Celeron Vs. Pentium 4 - Similarities Galore
The technical details are pretty much the same for both processors. The Celeron supports all the features that Intel boasts in its marketing for the Pentium 4.
|Celeron||P4 Willamette||P4 Northwood|
|Clock Speeds||1.7, 1.8 GHz||1.4 - 2.0 GHz||1.6 - 2.53 GHz|
|FSB Clock Speeds||400 MHz||400 MHz||400, 533 MHz|
|L2 Cache||128 kB||256 kB||512 kB|
|L2 Cache Clock||Full Processor Clock|
|Core Voltage||1.75 V||1.75 V||1.5 V|
|Process||0.18 µm||0.18 µm||0.13 µm|
|Multimedia Extensions||MMX, SSE, SSE2|
|Chipsets||Intel 845, 845D, 845E, 850, 850EVIA P4X266A, P4X333, P4X400SiS 645, 648ALi Aladdin P4|
The reasons for switching the Celeron over to the P4 architecture are obvious. The low-cost processor now enjoys all the advantages that had previously been reserved for the P4. This includes the same large selection of chipsets and motherboards, and all the technological features - including the fast clock speeds that have proven to boost sales considerably. And the fact that more chips are being produced will also reduce the prices of all the surrounding components.

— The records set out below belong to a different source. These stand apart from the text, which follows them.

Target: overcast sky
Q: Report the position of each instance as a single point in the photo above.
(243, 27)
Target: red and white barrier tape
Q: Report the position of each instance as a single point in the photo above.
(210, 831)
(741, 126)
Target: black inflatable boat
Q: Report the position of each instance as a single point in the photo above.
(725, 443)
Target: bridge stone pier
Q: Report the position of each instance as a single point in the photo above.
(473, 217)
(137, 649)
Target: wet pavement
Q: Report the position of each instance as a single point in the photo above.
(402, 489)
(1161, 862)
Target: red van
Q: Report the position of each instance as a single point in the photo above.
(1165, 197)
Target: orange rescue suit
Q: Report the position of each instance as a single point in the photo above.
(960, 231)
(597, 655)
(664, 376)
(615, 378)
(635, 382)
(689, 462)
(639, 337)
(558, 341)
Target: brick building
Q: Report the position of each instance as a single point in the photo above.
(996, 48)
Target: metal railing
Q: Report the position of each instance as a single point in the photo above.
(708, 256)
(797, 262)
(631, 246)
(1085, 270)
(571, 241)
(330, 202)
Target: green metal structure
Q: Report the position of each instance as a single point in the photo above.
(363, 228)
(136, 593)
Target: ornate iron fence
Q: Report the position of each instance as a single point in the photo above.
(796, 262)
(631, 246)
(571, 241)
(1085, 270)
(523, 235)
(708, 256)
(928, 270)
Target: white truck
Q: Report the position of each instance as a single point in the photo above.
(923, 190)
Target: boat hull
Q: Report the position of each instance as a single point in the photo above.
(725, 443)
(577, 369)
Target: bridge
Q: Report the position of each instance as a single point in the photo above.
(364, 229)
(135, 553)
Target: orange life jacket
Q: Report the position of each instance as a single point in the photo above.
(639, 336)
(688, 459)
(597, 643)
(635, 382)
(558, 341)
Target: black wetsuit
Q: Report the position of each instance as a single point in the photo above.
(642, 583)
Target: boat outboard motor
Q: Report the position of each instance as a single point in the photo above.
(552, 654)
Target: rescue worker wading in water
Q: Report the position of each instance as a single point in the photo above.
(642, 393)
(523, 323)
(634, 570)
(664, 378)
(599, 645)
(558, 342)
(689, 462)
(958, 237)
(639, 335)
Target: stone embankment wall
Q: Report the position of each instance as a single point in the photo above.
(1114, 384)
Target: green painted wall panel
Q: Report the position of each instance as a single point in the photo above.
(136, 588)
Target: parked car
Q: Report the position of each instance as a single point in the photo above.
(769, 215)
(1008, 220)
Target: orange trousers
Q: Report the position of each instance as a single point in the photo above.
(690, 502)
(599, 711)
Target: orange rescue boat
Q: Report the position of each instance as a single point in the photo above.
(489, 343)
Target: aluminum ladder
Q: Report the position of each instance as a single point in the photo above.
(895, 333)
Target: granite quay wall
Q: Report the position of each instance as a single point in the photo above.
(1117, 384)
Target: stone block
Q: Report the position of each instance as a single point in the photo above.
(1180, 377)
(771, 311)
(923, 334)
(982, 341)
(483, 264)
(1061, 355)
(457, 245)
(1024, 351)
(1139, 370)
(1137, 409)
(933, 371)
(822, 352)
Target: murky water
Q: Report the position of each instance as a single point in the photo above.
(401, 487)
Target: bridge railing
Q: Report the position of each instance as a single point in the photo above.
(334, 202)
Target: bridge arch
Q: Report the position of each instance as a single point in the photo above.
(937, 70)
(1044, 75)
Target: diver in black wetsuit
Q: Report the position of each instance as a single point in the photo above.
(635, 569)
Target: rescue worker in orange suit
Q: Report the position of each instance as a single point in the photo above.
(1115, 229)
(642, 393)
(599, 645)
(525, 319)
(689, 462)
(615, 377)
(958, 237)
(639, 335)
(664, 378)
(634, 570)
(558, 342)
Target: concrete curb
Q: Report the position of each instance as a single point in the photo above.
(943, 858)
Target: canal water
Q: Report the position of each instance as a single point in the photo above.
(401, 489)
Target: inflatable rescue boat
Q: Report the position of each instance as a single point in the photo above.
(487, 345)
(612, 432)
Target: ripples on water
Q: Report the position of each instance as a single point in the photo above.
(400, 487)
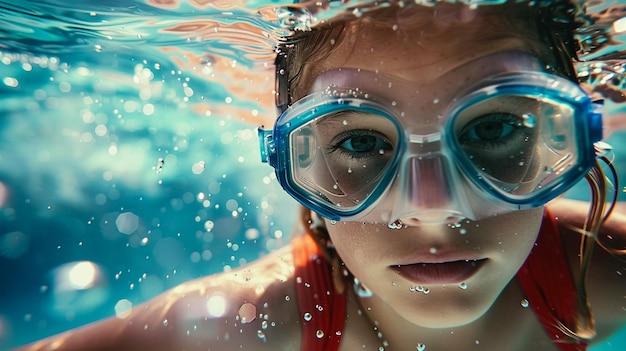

We'd also like to remind our readers that the performance of modern processors isn't determined by clock speed alone. AMD processors, for example, clearly out-perform their Pentium 4 rivals that run at the same clock speeds. A Pentium 4 running at 2 GHz is just as fast as an Athlon XP running at 1.6 GHz (2000+). There are differences in each case, depending on the individual application. You'll get similar results when you compare the Celeron and the Pentium 4.